Jesuit Novitiate
Novitiate of the Euro-Mediterranean Province of the Society of Jesus

Annoying differences

24 Jan 2020

The year 2020 has arrived and with it many events, possibilities, people, different from last year. These new things come many times from the people that are already around us or from others that arrive in our life.
We know, however, that many times it is difficult to accept the differences, even those that derive from the encounters with our relatives and friends. Sometimes we are just “annoying” to each other. Let’s see some simple examples of relational difficulties.

  • Q: Why did you clean the sink so badly? A: Because I am in a hurry. And in turn; Why are you so slow in cleaning the shower?
  • Q: But why are you always so silent? A: I like it, I don’t have things to say; And you, why are you always talking?
  • Q: Why don’t you walk on the sidewalk? A: Come on, there is no car around; But you, why do you always have to be so rigid?

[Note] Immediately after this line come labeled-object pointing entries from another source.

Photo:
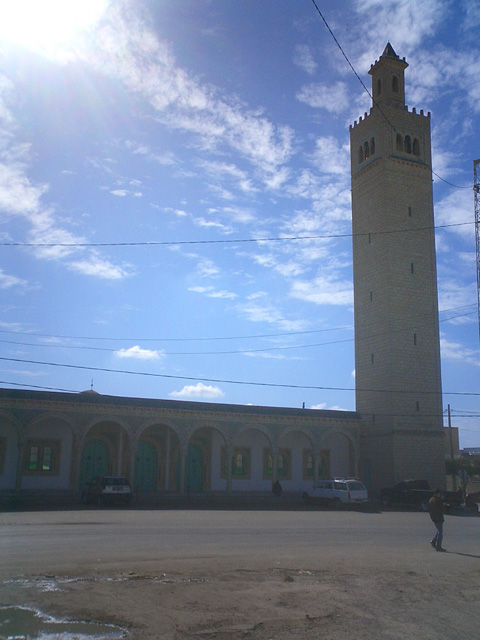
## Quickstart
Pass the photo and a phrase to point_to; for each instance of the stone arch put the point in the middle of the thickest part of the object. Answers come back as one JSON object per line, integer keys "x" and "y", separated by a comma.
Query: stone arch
{"x": 11, "y": 435}
{"x": 48, "y": 454}
{"x": 258, "y": 443}
{"x": 208, "y": 447}
{"x": 106, "y": 450}
{"x": 155, "y": 448}
{"x": 298, "y": 444}
{"x": 339, "y": 453}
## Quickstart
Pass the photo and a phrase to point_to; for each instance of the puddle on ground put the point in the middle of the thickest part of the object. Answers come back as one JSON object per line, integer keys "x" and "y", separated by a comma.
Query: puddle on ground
{"x": 21, "y": 623}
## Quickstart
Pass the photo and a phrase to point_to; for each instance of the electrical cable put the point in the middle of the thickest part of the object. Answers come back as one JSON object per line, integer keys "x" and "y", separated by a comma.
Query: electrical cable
{"x": 225, "y": 381}
{"x": 155, "y": 243}
{"x": 456, "y": 186}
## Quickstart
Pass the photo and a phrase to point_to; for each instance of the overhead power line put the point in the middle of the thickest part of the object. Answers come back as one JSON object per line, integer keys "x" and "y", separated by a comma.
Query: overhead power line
{"x": 414, "y": 320}
{"x": 456, "y": 186}
{"x": 154, "y": 243}
{"x": 226, "y": 381}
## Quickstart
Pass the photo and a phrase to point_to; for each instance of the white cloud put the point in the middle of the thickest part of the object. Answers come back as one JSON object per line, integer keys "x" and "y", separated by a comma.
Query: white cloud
{"x": 7, "y": 281}
{"x": 211, "y": 292}
{"x": 333, "y": 98}
{"x": 331, "y": 157}
{"x": 17, "y": 194}
{"x": 178, "y": 98}
{"x": 412, "y": 21}
{"x": 321, "y": 290}
{"x": 270, "y": 315}
{"x": 137, "y": 353}
{"x": 199, "y": 390}
{"x": 456, "y": 351}
{"x": 100, "y": 267}
{"x": 304, "y": 59}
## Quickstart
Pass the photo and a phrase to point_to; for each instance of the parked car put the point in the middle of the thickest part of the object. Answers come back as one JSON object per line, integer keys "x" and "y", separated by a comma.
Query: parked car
{"x": 337, "y": 492}
{"x": 416, "y": 493}
{"x": 107, "y": 490}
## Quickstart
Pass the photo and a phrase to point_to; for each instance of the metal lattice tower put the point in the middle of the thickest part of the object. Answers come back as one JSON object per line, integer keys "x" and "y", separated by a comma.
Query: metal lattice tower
{"x": 476, "y": 190}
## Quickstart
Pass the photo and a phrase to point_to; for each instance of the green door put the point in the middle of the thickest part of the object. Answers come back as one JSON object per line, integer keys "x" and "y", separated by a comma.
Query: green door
{"x": 193, "y": 470}
{"x": 145, "y": 476}
{"x": 95, "y": 461}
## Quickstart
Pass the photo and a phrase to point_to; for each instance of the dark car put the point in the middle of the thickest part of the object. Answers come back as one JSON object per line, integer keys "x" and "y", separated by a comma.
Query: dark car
{"x": 416, "y": 494}
{"x": 107, "y": 490}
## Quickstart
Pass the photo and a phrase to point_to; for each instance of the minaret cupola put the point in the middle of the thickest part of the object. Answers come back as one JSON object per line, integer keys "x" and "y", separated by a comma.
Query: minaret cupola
{"x": 388, "y": 78}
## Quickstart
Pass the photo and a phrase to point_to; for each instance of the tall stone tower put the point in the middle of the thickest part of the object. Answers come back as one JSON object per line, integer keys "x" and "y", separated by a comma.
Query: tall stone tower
{"x": 397, "y": 352}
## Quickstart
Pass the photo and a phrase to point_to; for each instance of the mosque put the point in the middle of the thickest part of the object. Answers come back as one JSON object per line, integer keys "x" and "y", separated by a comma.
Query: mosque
{"x": 55, "y": 442}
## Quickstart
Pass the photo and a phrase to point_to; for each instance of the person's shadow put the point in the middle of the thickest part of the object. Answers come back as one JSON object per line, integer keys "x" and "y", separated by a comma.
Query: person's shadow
{"x": 467, "y": 555}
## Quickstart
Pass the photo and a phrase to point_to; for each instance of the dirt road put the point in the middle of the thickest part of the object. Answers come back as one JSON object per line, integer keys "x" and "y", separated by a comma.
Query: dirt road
{"x": 246, "y": 574}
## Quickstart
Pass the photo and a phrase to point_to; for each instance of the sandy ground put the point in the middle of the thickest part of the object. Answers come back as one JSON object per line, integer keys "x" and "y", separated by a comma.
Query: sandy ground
{"x": 354, "y": 592}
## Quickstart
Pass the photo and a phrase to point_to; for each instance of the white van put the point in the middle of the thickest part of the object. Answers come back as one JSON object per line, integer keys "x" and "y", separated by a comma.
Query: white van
{"x": 337, "y": 491}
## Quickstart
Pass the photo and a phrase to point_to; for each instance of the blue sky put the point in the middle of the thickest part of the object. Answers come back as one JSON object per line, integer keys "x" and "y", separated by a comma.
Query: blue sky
{"x": 166, "y": 154}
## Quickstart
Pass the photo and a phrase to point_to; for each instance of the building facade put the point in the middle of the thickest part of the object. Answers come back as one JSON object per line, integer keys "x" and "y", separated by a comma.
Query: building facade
{"x": 56, "y": 441}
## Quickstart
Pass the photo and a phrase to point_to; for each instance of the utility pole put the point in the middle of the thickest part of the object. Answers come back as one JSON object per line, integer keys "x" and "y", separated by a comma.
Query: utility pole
{"x": 452, "y": 457}
{"x": 476, "y": 192}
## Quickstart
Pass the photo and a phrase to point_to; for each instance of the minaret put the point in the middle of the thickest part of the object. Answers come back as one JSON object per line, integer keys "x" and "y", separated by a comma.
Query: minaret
{"x": 397, "y": 347}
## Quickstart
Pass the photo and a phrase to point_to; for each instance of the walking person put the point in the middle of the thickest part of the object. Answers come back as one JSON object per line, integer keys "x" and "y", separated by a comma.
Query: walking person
{"x": 437, "y": 509}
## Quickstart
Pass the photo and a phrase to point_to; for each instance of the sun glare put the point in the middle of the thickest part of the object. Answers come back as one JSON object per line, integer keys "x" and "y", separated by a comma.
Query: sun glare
{"x": 44, "y": 25}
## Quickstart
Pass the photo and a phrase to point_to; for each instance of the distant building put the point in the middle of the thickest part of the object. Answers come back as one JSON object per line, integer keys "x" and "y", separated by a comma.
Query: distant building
{"x": 56, "y": 441}
{"x": 452, "y": 443}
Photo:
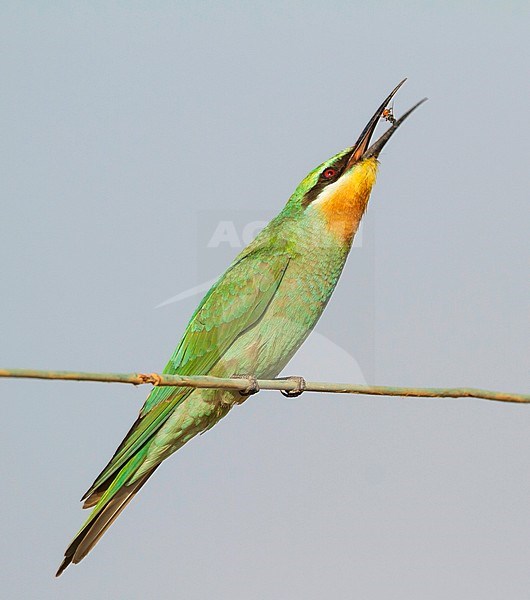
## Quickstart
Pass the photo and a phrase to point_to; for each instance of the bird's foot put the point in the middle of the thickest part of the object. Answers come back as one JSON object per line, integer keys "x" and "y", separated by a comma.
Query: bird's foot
{"x": 252, "y": 388}
{"x": 298, "y": 390}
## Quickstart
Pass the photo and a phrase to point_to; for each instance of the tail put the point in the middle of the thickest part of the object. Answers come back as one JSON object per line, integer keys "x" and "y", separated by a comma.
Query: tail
{"x": 109, "y": 505}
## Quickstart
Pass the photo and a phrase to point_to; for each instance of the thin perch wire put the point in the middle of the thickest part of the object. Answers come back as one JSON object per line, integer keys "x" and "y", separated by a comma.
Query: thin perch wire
{"x": 266, "y": 384}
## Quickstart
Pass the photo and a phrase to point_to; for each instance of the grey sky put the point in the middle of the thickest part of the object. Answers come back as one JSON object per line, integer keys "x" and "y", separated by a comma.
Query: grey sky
{"x": 128, "y": 132}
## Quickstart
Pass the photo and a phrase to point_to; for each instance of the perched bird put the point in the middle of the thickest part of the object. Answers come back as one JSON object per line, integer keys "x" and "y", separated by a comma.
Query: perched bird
{"x": 252, "y": 321}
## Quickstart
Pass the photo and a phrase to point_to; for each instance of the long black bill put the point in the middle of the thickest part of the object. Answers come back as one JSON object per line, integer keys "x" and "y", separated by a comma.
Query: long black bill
{"x": 377, "y": 146}
{"x": 361, "y": 147}
{"x": 363, "y": 142}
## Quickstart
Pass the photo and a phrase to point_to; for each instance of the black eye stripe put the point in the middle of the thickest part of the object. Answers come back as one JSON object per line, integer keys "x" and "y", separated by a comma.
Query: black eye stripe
{"x": 338, "y": 166}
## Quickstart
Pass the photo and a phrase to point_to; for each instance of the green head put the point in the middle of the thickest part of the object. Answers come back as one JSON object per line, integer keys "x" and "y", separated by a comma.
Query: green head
{"x": 338, "y": 190}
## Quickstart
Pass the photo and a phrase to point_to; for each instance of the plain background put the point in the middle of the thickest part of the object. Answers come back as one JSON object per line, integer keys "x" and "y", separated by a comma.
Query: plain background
{"x": 128, "y": 130}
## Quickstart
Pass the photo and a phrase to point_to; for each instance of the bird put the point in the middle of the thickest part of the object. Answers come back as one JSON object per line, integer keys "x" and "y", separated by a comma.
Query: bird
{"x": 250, "y": 323}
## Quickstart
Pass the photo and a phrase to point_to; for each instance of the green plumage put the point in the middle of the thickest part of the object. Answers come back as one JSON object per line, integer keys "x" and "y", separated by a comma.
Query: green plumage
{"x": 252, "y": 321}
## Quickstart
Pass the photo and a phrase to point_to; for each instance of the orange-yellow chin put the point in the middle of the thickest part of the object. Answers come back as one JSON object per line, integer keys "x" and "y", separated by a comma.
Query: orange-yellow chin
{"x": 343, "y": 203}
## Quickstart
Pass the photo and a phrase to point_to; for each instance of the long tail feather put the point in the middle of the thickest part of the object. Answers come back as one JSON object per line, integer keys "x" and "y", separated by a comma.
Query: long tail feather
{"x": 104, "y": 514}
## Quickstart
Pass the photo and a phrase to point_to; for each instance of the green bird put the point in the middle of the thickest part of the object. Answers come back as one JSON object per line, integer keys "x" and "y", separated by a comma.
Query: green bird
{"x": 252, "y": 321}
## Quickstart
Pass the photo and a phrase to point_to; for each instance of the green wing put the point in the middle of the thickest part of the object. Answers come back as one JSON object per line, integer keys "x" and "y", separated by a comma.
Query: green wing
{"x": 233, "y": 305}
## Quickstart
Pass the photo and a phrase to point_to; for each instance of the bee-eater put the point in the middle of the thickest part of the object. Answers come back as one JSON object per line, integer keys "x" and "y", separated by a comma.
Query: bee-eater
{"x": 252, "y": 321}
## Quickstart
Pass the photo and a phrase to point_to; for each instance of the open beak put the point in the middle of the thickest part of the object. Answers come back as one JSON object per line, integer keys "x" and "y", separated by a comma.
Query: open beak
{"x": 362, "y": 148}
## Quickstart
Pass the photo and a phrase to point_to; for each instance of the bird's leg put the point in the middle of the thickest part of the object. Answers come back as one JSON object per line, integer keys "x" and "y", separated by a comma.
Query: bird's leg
{"x": 252, "y": 388}
{"x": 299, "y": 389}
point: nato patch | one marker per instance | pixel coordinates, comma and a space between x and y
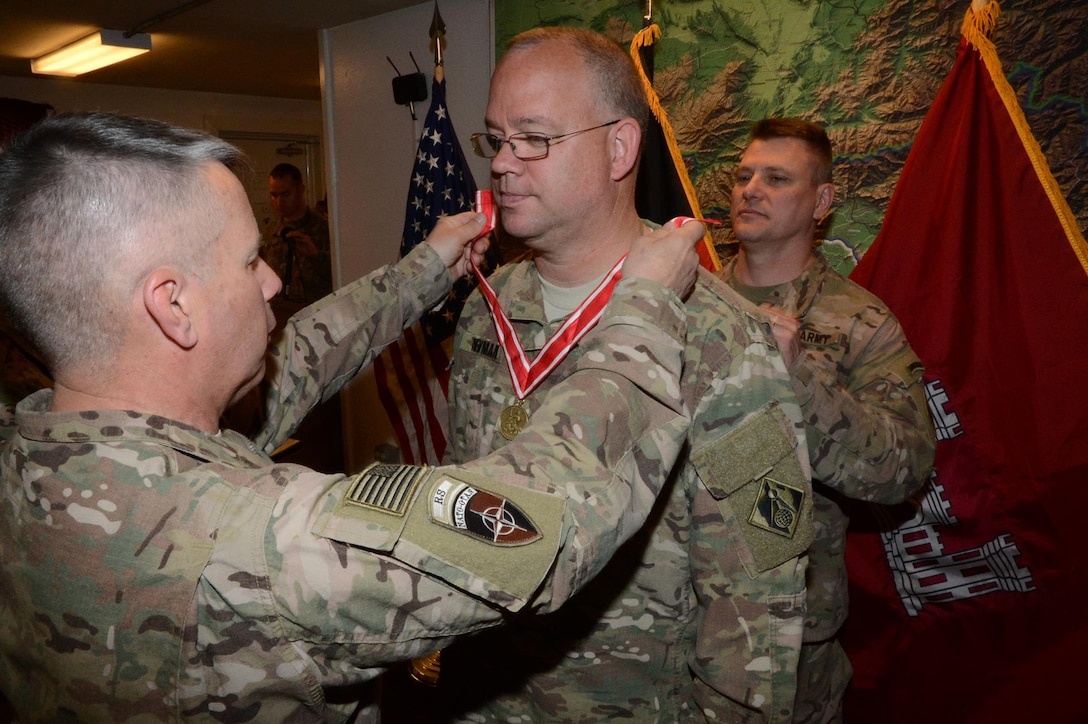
481, 514
385, 488
777, 507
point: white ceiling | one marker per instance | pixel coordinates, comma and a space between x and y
250, 47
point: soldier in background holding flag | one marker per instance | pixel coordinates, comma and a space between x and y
856, 378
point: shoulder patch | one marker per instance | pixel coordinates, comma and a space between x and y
385, 488
777, 506
480, 514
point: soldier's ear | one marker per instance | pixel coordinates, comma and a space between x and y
825, 196
626, 138
167, 303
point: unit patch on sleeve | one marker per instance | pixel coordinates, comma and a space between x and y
480, 514
777, 507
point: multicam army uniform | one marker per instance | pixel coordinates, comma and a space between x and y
869, 438
700, 616
311, 277
151, 571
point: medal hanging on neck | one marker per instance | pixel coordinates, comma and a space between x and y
524, 375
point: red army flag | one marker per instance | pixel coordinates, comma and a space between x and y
965, 604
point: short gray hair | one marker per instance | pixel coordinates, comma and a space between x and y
89, 204
619, 85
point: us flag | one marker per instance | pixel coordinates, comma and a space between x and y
412, 376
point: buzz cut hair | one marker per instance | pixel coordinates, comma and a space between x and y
619, 85
89, 204
813, 135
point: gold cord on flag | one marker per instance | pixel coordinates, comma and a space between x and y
977, 24
644, 38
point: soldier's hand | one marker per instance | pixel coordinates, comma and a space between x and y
786, 329
667, 256
458, 240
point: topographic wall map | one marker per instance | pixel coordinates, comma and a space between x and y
867, 70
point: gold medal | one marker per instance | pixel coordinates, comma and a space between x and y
512, 420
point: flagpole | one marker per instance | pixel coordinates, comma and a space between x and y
427, 670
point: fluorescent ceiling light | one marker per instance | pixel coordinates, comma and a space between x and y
95, 51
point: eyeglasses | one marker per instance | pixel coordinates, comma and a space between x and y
524, 146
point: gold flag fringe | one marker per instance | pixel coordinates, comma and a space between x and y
977, 25
646, 37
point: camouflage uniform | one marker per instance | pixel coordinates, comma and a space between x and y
869, 438
699, 617
151, 571
311, 277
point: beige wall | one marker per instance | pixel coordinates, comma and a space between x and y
211, 111
370, 145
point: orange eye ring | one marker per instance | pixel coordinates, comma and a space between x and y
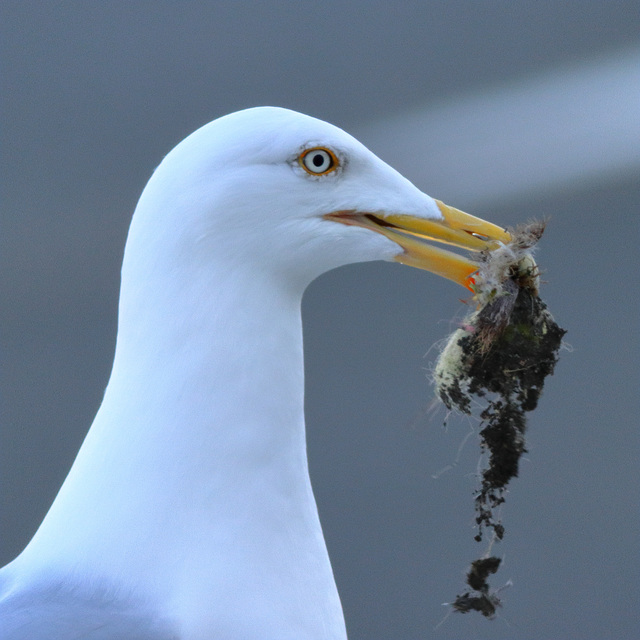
318, 161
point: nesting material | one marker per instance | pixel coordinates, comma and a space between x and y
500, 356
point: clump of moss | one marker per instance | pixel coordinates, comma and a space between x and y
501, 354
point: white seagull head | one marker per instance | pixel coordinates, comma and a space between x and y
284, 193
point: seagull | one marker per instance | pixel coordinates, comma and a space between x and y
188, 513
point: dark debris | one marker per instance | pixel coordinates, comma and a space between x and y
502, 355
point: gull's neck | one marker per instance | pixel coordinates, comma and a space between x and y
192, 485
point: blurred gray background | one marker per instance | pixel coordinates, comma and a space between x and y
508, 109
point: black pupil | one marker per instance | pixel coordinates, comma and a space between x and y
318, 160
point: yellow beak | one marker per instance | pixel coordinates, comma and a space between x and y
410, 232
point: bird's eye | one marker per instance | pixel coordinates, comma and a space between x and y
318, 161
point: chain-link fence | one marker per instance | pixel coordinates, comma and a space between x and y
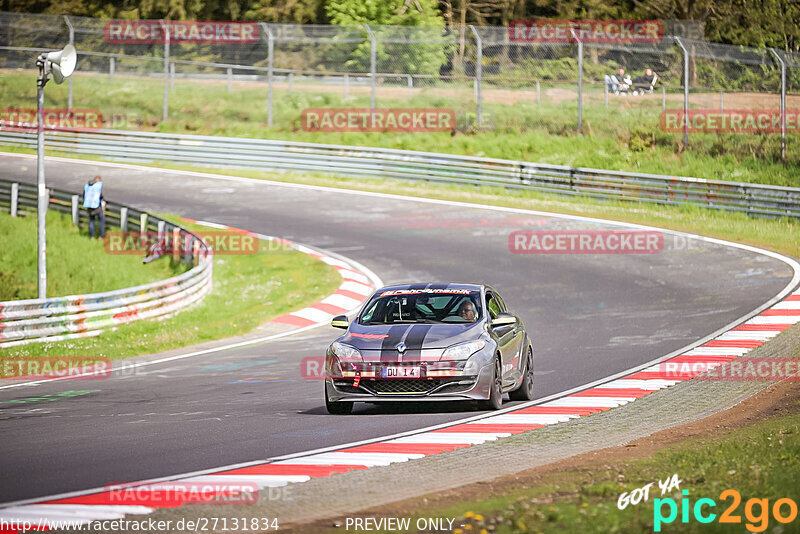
489, 79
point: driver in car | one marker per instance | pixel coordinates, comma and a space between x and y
467, 311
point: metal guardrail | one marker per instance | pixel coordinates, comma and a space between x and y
354, 161
60, 318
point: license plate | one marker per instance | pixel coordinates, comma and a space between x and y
400, 371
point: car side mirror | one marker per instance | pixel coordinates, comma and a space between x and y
340, 321
504, 319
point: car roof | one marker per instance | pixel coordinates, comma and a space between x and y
433, 285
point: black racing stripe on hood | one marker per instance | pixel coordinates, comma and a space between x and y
394, 336
415, 341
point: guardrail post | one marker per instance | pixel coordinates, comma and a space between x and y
478, 74
580, 78
165, 110
75, 219
685, 91
14, 199
270, 68
783, 101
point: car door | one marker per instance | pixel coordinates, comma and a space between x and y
504, 334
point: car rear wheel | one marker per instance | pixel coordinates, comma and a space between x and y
337, 408
525, 390
495, 401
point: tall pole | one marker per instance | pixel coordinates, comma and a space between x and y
479, 73
270, 67
372, 64
685, 91
783, 101
41, 212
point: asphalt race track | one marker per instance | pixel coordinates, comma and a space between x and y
592, 315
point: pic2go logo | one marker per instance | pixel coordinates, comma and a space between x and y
758, 521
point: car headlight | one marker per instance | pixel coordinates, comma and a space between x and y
345, 352
462, 351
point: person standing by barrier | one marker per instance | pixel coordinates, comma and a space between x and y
93, 201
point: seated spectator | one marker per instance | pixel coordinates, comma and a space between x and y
645, 84
618, 83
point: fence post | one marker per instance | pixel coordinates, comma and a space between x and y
75, 219
270, 67
580, 78
72, 42
478, 73
14, 199
165, 110
783, 101
685, 91
372, 67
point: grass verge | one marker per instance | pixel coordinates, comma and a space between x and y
75, 264
248, 290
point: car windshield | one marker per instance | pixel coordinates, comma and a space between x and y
423, 306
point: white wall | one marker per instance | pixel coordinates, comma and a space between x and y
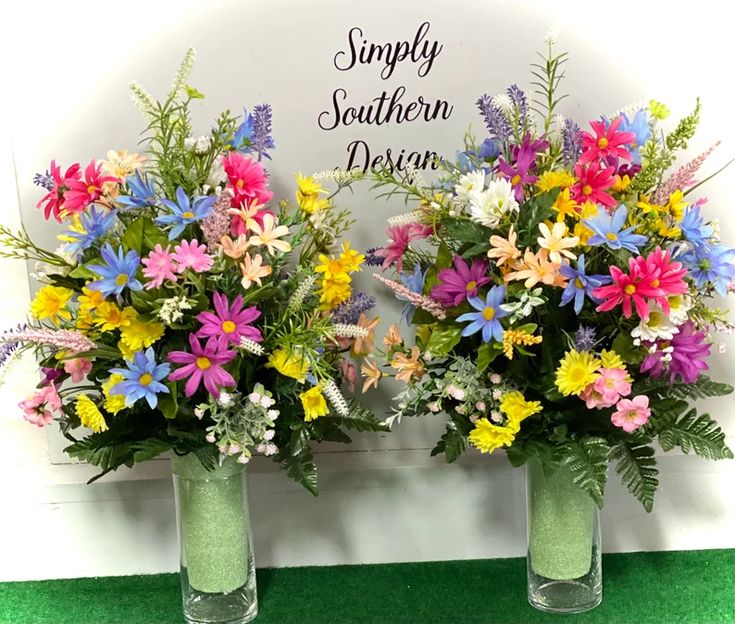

These are only a few trivial cases of differences, which can reveal aspects of character. Despite all this, Jesus told us to accept everyone. He even prayed for us:”That they all may be one”(Jn 17:21). But if we experience difficulties in small things, how can we expect that we will ever be united?
Fortunately, Jesus understood this problem and expressed himself in a prayer, the meaning of which is not to become equal.”Just as a body, though one, has many parts, but all its many parts form one body, so it is with Christ” (1Cor 12, 12). Sometimes it is difficult to try to live one’s own uniqueness and accept that of others and at the same time live the imperfect, human unity. This was one of the ways of life of Jesus with his apostles and Ignatius of Loyola with his ten companions and we see that their project has brought us a positively changed world. Even in the novitiate, in this mixture of young (or not so young) novices and formators from six different nations, who are from twenty-three to seventy-nine years old, we are discovering a miriad of treasures in each other. I’ll write some examples:

  • Someone did not care so much about sacred art (he took it almost for granted) but the passion of another novice brought him closer to it’s beauty and importance.
  • Another was not used to eating salty food in the morning, but one of the foreign novices intrigued him with his habit. He tried it and now he doesn’t mind eating like that either.
  • There was a novice who was not used to a creative and somewhat disorganized way of doing things and recognized that it also works and that there is no need to always plan everything perfectly.
  • Yet another of us recognized that some other boys, who seemed closed and superficial, are actually very profound, even if this way of being is foreign to him.
  • One was surprised by the different way of doing things of the master father in comparison with his previous spiritual father and found the change positive.

Living, working, being together in this composite group brings so many possibilities and so much beauty to
discover in life that it is worth making the effort to experience it.